Уже ранние стихи М. Ю. Лермонтова, полные размышлений, напоминают о жизни и смерти, о добре и зле, о смысле бытия, о любви и верности, о прошлом и будущем.
Редеют бледные туманы
Над бездной смерти роковой,
И вновь стоят передо мной
Веков протекших великаны
В юности он мечтал о жизни светлой и прекрасной. Рисовал в своем воображении свободных и гордых героев, людей пылкого сердца, могучей воли. Они верны клятве и способны погибнуть за родину, за идею, за верность самим себе. В окружающей жизни их не было, и Лермонтов наделял их собственными чертами, своими мыслями, характером, своей волей. Таков Мцыри – «любимый идеал поэта», таков и лирический герой стихотворения «Парус»
....А он, мятежный, просит бури,
Как будто в бури есть покой.
То общество, с которым Лермонтов был связан по рождению и воспитанию, стало для него олицетворением лжи, жестокости, лицемерия, бездуховности.
...Мелькают образы бездушных людей,
Приличьем стянутые маски,
- Пишет он в стихотворении «1е января». Именно поэтому на последующем творчестве поэта лежит печать разочарования и одиночества, а в некоторых произведениях звучат даже мотивы обреченности.
Лирическое “я” раннего Лермонтова предстает в противоречии между героической натурой, жаждущей свободы, активной деятельности, и реальным положением героя в обществе, которое не нуждается в его подвигах. Мечты юного Лермонтова о гражданском деянии, о славе, желание испытать судьбу роднят его с поэтами-декабристами, с Байроном, с их мятежными и гордыми лирическими героями. Эти романтические мотивы звучат в стихах “Из Андрея Шенье”: “За дело общее, быть может, я паду...”, “Я грудью шел вперед, я жертвовал собой...” , “Я рожден, чтоб целый мир был зритель Торжества иль гибели моей...” Однако мечты эти оказываются неисполненными: никто не требует от поэта и его лирического героя отваги.
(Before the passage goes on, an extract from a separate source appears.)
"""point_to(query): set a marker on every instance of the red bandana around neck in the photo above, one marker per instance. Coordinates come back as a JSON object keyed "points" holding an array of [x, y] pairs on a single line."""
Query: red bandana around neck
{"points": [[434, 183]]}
Поэт чувствует, что жизнь его протекает “без цели”, что он “чужд всему”. Отрицание “толпы людей”, “света” носит в ранней лирике Лермонтова всеохватывающий характер:
Коварной жизнью недовольный,
Обманут низкой клеветой...
Эта фраза помогает понять суть претензий героя к обществу. Постепенно все явственнее проступают и контуры “толпы”, “здешнего света”, где подлинные ценности оказываются поверженными:
Поверь: великое земное
Различно с мыслями людей.
Сверши с успехом дело злое —
Велик; не удалось — злодей.
В свете, где царят “притворное внимание”, “клевета”, “зависть”, “обман” и “зло”, герой выглядит “странным”, чувствует себя одиноким и обреченным на непонимание и ненависть:
Настанет день — и миром осужденный,
Чужой в родном краю...
Юношеское лирическое “я” у Лермонтова еще во многом условно. Своеобразие его в том, что через автобиографические события, детали, впечатления автор представляет своего героя как бы в разных ипостасях: то мятежником, то демоном.
В юношеской лирике герой Лермонтова по масштабу своих грандиозных переживаний предстает равновеликим мирозданию. Духовная мощь личности не уступает творческой силе Бога. В стихотворении “Нет, я не Байрон, я другой... ” он говорит:
…Кто?
Толпе мои расскажет думы?
Я — или Бог — или никто!
Его лирическое “я” может ощущать гармонию со Вселенной, устремляться в небеса на свою духовную родину. В стихотворении “Ангел” он говорит о душе:
И звуков небес заменить не могли
Ей скучные песни земли.
Но чаще лирическое “я” противостоит мирозданию, отвергая его несовершенство и бунтуя. Двойственность сознания героя характерна для ранней лирики Лермонтова. Тяготение к высшему идеальному миру, к совершенной, осязаемой красоте и музыкальности, тоска по земному счастью, человеческому участию и разочарование в морали “света”, в любви, дружбе, отрицание ценностей земного бытия, стремление обрести гармонию с мировым целым и сознание безнадежности своей мечты — все эти противоречия лирического героя заставляют его вглядеться в себя. В центре лирики оказывается непрерывный процесс внутреннего размышления, в котором тесно спаяны гражданские, философские, интимные переживания.